A Filha do Padeiro Galego
Quando nasci, pensando em mim, meu pai,no duro solo do pátio murado, meu pai,
plantou uma árvore.
Pensando em mim, talvez, mas fugindo de si.
Pensando em mim, meu pai, libertou o cego pássaro da gaiola. E este, no rastro do cômodo cativeiro resignado, às sombras da tarde, logo regressaria.
Acredito também, desejasse meu pai, escrever algo. Talvez a justificar o direito de viver, a medir caminhos de águas, a fugir de si mesmo; no seu modo de fazer e no que faria. Pareceria ser igual. Mas não era. A linguagem muda é depurada. Tem conteúdo.
Pensando em mim, no que fora antes, meu pai, a marchar obediente, por estreitos caminhos de angústia, imaginou-me, num pedestal de estátua.
Ao vento súbito, a solidão enxotada. Imigrante galego, despertaria no assobio do seu trovadoresco silêncio. Silêncio este, onde palavras, dançariam no discurso do pensamento primitivo. Sem o adequado articular verbal, contudo, num silêncio de denúncia aos seus vinte e poucos anos, de palavras perdidas, no mar da angústia, quando à bordo do grande vapor Alcântara, com outros, atravessou o Atlântico. Aportou na Bahia de Todos os Santos. Áspero chão. Limbo do ser. Pátio de noites insones.

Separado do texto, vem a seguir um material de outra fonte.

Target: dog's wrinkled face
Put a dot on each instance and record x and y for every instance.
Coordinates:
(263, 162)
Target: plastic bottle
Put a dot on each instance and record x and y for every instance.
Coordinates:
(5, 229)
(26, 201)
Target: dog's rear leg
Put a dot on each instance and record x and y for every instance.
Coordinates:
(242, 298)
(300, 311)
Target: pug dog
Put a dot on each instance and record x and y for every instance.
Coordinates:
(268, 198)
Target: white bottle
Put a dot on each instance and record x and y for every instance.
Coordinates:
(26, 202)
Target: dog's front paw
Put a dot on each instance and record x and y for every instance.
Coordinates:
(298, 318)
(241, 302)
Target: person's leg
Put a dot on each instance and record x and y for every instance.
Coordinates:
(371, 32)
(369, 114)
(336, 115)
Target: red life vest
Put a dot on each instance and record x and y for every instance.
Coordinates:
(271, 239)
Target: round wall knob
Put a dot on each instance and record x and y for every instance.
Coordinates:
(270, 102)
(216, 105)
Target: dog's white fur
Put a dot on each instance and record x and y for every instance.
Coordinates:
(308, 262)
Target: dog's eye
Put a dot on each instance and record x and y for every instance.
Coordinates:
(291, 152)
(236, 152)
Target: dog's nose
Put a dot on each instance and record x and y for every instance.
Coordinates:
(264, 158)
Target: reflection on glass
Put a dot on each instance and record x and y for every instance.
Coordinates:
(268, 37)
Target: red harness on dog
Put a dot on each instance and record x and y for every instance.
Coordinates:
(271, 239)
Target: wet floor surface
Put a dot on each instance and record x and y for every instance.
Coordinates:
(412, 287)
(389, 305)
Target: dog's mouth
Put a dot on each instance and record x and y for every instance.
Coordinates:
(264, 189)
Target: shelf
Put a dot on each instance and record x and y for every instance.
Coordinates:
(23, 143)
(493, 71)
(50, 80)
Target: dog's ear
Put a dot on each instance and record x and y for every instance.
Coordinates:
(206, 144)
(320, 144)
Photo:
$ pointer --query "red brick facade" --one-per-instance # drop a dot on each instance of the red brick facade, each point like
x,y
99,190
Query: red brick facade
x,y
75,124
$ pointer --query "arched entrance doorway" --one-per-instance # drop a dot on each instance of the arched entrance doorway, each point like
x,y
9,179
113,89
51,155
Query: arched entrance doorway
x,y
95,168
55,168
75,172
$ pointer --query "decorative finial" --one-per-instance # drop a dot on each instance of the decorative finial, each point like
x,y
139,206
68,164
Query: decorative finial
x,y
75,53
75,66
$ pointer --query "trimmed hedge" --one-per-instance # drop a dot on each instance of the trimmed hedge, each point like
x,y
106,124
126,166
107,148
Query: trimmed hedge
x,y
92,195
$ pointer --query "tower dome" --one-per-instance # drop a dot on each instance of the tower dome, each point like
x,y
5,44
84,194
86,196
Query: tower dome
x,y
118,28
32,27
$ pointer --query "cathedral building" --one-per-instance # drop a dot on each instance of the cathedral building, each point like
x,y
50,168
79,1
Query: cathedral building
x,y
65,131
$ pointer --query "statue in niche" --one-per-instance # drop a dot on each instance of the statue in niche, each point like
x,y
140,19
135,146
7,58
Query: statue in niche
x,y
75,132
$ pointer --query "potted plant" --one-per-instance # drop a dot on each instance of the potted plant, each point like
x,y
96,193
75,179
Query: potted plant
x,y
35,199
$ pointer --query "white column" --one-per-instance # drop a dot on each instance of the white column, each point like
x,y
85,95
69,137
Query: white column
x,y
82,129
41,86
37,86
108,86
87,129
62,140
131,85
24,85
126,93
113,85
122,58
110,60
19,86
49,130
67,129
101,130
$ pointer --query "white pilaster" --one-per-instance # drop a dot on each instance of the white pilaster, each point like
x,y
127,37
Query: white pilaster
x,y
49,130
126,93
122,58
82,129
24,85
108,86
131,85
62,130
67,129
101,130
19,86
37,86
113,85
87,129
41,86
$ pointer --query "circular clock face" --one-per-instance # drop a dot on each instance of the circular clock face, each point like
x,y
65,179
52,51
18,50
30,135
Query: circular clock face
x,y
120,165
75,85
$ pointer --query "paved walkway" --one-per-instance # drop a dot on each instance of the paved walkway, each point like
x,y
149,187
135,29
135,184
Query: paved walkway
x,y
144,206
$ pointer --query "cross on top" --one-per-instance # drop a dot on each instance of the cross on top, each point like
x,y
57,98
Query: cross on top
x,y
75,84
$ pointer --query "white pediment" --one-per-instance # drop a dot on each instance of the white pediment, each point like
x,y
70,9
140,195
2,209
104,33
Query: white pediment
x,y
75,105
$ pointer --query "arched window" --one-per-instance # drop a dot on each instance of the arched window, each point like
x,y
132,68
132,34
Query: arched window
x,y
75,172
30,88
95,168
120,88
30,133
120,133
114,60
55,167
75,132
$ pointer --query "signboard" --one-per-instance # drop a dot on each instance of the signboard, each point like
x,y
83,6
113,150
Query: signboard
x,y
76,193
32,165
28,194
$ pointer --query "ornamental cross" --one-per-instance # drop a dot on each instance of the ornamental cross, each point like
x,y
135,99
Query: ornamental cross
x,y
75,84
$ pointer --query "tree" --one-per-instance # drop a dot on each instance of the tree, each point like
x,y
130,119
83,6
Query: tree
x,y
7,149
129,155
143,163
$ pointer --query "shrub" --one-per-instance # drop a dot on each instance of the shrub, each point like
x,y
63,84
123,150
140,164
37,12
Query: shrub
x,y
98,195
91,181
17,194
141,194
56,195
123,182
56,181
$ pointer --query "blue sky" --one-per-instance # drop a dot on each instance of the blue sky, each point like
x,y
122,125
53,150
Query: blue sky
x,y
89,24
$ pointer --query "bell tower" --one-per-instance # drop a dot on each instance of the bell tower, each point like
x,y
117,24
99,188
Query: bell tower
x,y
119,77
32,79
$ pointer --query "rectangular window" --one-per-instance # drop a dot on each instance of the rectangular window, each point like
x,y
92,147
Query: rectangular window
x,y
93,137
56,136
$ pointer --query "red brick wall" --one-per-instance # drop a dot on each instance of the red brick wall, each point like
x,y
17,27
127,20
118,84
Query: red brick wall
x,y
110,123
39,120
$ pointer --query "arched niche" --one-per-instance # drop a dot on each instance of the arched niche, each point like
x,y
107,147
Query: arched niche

O terreno da sua antiga canção, devastado, ora baldio, de versos necessários, se convertera no mito distante; a terra galega, útero fértil. Os vinhais, distantes, morridos no tempo. Os canastros, vazios, de argumentos necessários, se quedaram inúteis.
Pássaro cativo, alma da sua poesia, ao cair da tarde, logo regressaria. Restou-lhe lembranças, frias estrelas em orvalho de serenos distantes, desejados jasmins da infância que nunca vingariam.
No argumento daqueles seus dias, tarefa pesada, mantinha a mão na massa do pão. Argamassa de todos os meus dias, alimento dessa narrativa. Eu, sou a filha, desse padeiro galego!